Development on Factory, Codex, etc. roleplay.
The sounds of the airship coming in were minimal... they didn't make sound even when pushing the engines to the max. The engineers have been working on many things that they had... they would have to work on them as well. Improving many aspects to reflect the better technologies and they would also improve it so that they could respond faster. With the new engines here and in the gentoku they would be able to improve the trains for better around the planet. Then they would expand it to many of the other Commonwealth worlds that were being improved upon for them. THey had plans for weapons and armor but they would have to work on the rest.

"It is all so... beautiful." Junko said it while Barca was standing there and her wardroid seemed to agree.. the thing might be a machine but those wardroids were surprisingly able to learn and improve. She would have to see what came but having the saame programming for their Makie's would be a benefit if they were lucky... if they could improve the models to have different functions and increase the yield for citizens and commonwealth members.. she could see some powerful utility of it all. A combat model, a defensive model and a utility model that would be able to augment itself for all of them. She would have to get Miyoung on that.
 
"Miyoung, I am going to have your so busy it will be insane. We have so much more work to do." She said it with a small smile on her face though when she stepped on the airships platform as it passed the wall. They were able to get a good place on it as the guards were there with them.

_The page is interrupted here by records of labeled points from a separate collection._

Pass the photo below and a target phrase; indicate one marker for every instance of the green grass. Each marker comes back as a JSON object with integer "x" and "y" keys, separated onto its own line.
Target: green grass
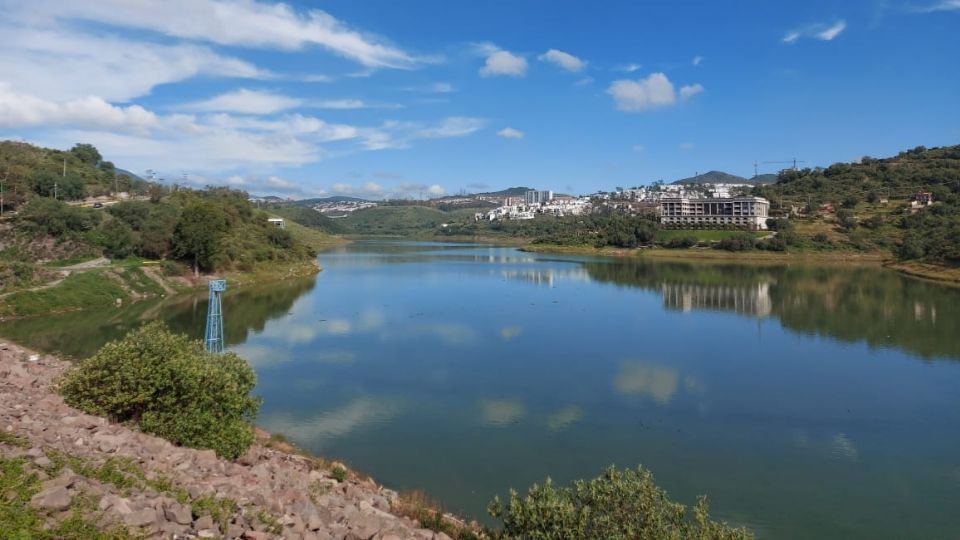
{"x": 140, "y": 282}
{"x": 21, "y": 521}
{"x": 702, "y": 235}
{"x": 68, "y": 262}
{"x": 82, "y": 290}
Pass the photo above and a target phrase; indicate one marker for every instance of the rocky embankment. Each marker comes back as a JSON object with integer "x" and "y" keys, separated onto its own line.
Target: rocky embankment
{"x": 118, "y": 479}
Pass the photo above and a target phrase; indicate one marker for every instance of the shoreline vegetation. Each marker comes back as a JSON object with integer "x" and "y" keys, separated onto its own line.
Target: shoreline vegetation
{"x": 109, "y": 470}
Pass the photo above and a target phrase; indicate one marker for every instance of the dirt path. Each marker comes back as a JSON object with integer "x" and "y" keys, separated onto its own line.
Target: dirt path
{"x": 64, "y": 272}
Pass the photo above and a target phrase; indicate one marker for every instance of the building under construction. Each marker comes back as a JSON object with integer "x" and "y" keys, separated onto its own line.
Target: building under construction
{"x": 746, "y": 212}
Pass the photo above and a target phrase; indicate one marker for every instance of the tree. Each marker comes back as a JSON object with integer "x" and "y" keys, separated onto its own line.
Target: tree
{"x": 846, "y": 218}
{"x": 87, "y": 153}
{"x": 618, "y": 504}
{"x": 50, "y": 184}
{"x": 117, "y": 240}
{"x": 169, "y": 386}
{"x": 199, "y": 233}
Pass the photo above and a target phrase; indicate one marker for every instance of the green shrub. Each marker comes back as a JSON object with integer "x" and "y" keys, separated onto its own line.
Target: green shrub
{"x": 617, "y": 504}
{"x": 169, "y": 386}
{"x": 681, "y": 242}
{"x": 737, "y": 242}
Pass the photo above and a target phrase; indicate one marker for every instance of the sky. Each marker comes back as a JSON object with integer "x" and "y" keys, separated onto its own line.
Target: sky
{"x": 421, "y": 98}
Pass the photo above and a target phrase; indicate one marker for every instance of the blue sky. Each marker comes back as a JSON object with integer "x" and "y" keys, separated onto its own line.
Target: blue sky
{"x": 382, "y": 98}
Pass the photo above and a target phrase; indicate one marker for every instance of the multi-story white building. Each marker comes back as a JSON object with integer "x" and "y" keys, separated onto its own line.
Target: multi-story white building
{"x": 534, "y": 197}
{"x": 747, "y": 212}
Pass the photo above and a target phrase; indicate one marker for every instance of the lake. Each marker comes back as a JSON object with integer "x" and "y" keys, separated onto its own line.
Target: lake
{"x": 806, "y": 401}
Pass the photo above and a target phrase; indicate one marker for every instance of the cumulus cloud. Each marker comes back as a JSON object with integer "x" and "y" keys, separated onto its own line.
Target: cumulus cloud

A look from the womans face though told her what she needed to know.. she already had plans... better she likely already had plans of how to improve those plans and it would be insane. The jedi princess was taking in others parts of it while the image of Shoma appeared on her interface.. he was congratulating her for her hard work in the battle and what they had done as he was getting all of the reports now.

He seemed happy though and she was glad about that as on the airship the rest of herr handmaidens joined. One or two stayed back in case they were needed and a couple used the far-caster to get to Xam'chi but... she was taking the airship to decompress and enjoy the fruits of their labor and the defenders of the attack. Her airship was beautiful as the guards were quickly unloading without even having to dock.. they were practiced and teams were catching, tossing and moving quickly as the guards and porters changed out quickly. Junko breathed with a look on her face when she found it her lounge with a smile forming on her face. "Perfect."
 
She moved onto the lounge as her handmaidens came around. Her robes and layers being removed slowly. The signs of the battle and debris was there still and she hadn't changed as her hair was let down. Phaidor fussing over it with a comb to straighten while Qi was getting oils. Uzeki taking the boots off of her feet as Min joined her. THe leggings for defense and extra padding when falling orr leaping were important if you expected dangerous situations.. it was also easier to slid down crushed imperial armor and drop pods after the atrisian forces had dismantled it with the children... in celebration. SHe smiled though as Kaorri was bringing some of the tea.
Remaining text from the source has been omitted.